Y allí se presentaría una cuestión no poco importante. El modo de
expresión del político cuando habla del estropicio social no puede ser neutro y
siempre hay un componente de pasión en sus palabras. Esta pasión no es posible
organizarla (sin embargo así lo pensaban Gramsci) ni graduarla en estantes
fijos, aunque el riesgo es siempre el síndrome televisivo. La televisión nace
del llano; no sólo le gusta hacer llorar, en una mímesis mecánica que se
dirigiría a la sensibilidad no menos “automática” del espectador, sino que
siente que llegó a la igualdad consigo mismo cuando alguien llora en pantalla.
En el cine no es igual, puesto que se sabe que es una representación, pero la
televisión, alarmantemente sobrecargada de símbolos, todo se presenta como
“naturalista”. Por lo tanto, llorar allí resulta cercano a lo ficticio, aunque
íntimamente, el sujeto de llanto posea el sentimiento verdadero de su
autenticidad.
¿A qué viene todo esto? La campaña de Cristina no es una
“duranbabización de izquierda”, por el solo hecho de que allí hay pueblos,
gentes, militantes, encarnaduras heterogéneas, de donde sale un dolor
compartido, no prefigurado en las cuartillas que el guionista escribe
trabajosamente en sus cartujas de la “rosadita publicitaria”. No obstante esa
autenticidad del llanto y el consuelo, figuras propias de un sentimiento
extendido desde todos los rituales de salvación, hay otra situación que no
puede faltar, que es la drasticidad específica de la historia. Esta nunca puede
anularse. Pero no es igual un acto público al drama del desposeído en su seno
familiar o en su biografía personal. El drama de la historia recorre
especialmente a las multitudes y a los políticos, y su evidencia mayor se
expresa en las cuerdas oratorias diversas.

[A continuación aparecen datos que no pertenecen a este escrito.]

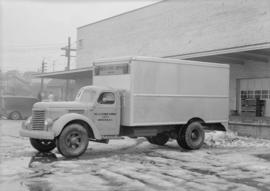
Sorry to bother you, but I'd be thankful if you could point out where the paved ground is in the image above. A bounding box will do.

Estas ni deben dejarse penetrar por
un pasionalismo obvio ni deben dejar que éste se ausente de la acción del
orador, que hace de sus pasiones un moderada continencia, fórmula pedagógica
más añeja, que nunca desaparecerá ante la dependencia mecánica que introdujeron
los tiempos y modos de entendimiento regulados por la televisión. (Fantino:
“explique fácil profesor, para que la gente entienda”).
No desaparecerá el orador clásico de los siglos anteriores a las
eras telecomunicaciones, las redes y el remodelamiento subjetivo por parte de
las empresas fusionadas que trabajan con el cautiverio de la conciencia a
través de imágenes precatalogadas –no así las imágenes libres-. No desaparecerá
porque está en la esencia igualitaria de lo humano. El sentido común clásico se
ha convertido en añicos irrecomponibles ante los profesionales del control de
los sentimientos, pero no ha desaparecido en su raíz vinculada a la vida de los
pueblos antiguos y modernos, ese formidable pragmatismo creador, del cual
incluso Gramsci fue un hijo. Pero la política no es un acto mimético con el
sentido común. Trabaja con él, es su interior, sus bordes, su contextura
utópica y también su exterior. No consiste en “elevarlo”, ni en “tratar de
comprenderlo”, sino en interrogarlo simultáneamente desde adentro y desde su
copertenencia a él y desde el mínimo de alejamiento que se permita el político
para crear una distancia –otra forma del sentido común- que sea atravesable por
quienes cayeron presos del otro sentido común, que ya le anulaba el síntoma
interno de su propio interrogarse a sí mismo. Por eso una campaña debe tomar el
sentido común, redescubrirlo e invocarlo sutilmente y con no menos sutileza
ofrecerle otros caminos, es decir, desdoblar el sentido común pétreo –al que
nos obligan Fantino o Lanata- por un sentido común con episodios heterogéneos,
que no se rinden ante la idea intelectual sino que también la recreen, porque
en ese sentido común también hay filosofía. Una campaña de este tenor, está
inscrita en la historia de las sociedades, no en los manuales de procedimiento
de los expertos en hacer “ganar” o “perder” elecciones. A esos expertos, si
realmente existen, se les escapa la tortuga todo el día. La política no puede
regularse con la enciclopedia de Diderot o con manuales Lerú. En el acto de Mar
del Plata, además de los casos de destierro del vivir digno y aceptable, a la
vista, también surgieron voces del público, con opiniones gritadas o lanzadas
con desenfado. Era el germen vivo de un acto pedagógico que potencialmente
contenía una asamblea o un mitin de comuneros libres.